We do not discount the benefit Fordyce received from his self-administration of marijuana and it has no doubt made his life seem more enjoyable. Likewise, we will assume as true the fact that Western medicines have been ineffective in treating the undisclosed ailments that afflict him. But whether, and under what circumstances, the medical-necessity defense can be used is for the legislature. See St. Aubin v. Burke, 434 N.W.2d 282, 284 (Minn. App. 1989) (stating that Minnesota Court of Appeals' function is "primarily decisional and error correcting rather than * * * legislative or doctrinal") (quotation omitted), review denied (Minn. Mar. 29, 1989). Because Fordyce was not using marijuana in the very limited manner prescribed by the legislature, we conclude that the district court did not err in denying Fordyce the defense of medical necessity.

Fordyce also asserts in his pro se brief that he was unfairly tricked into confessing by the deputies' alleged offer of immunity in exchange for Fordyce's cooperation. In addition, he asserts the district court abused its discretion by not admitting a tape on which Fordyce claims the deputy admits he "double crossed" Fordyce. All parties are entitled to present relevant evidence at trial so long as the probative value of the evidence is not substantially outweighed by its prejudicial effect. Minn. R. Evid. 403. Appellate courts largely defer to the district court's evidentiary rulings, which will not be overturned absent a clear abuse of discretion.  State v. Kelly, 435 N.W.2d 807, 813 (Minn. 1989).

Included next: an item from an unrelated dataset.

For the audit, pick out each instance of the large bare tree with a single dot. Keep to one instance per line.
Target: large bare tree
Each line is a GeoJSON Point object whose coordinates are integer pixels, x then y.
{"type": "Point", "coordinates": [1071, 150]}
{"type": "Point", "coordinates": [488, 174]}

Here, the district court refused to admit evidence of an interview between Fordyce and the deputy pertaining to an unrelated charge that was ultimately dismissed. Further, even if the deputy had in fact misled Fordyce, this fact alone, without a showing of some other extreme misconduct by the deputy, would not merit reversal. Compare State v. Merrill, 274 N.W.2d 99, 107-08 (Minn. 1978) (confession was admissible despite detective's purposeful conduct that may have led suspect to believe he would charged with lesser offense if he confessed), and State v. Barner, 486 N.W.2d 1, 2 (Minn. App. 1992) (confession held to be voluntary despite fact defendant confessed after police deliberately lied about strength of evidence against him), with State v. Biron, 266 Minn. 272, 282, 123 N.W.2d 392, 399 (1963) (holding police overt promise that if minor confessed he would be adjudicated in juvenile court rendered confession invalid). Accordingly we cannot say the district court abused its discretion in excluding the proffered evidence.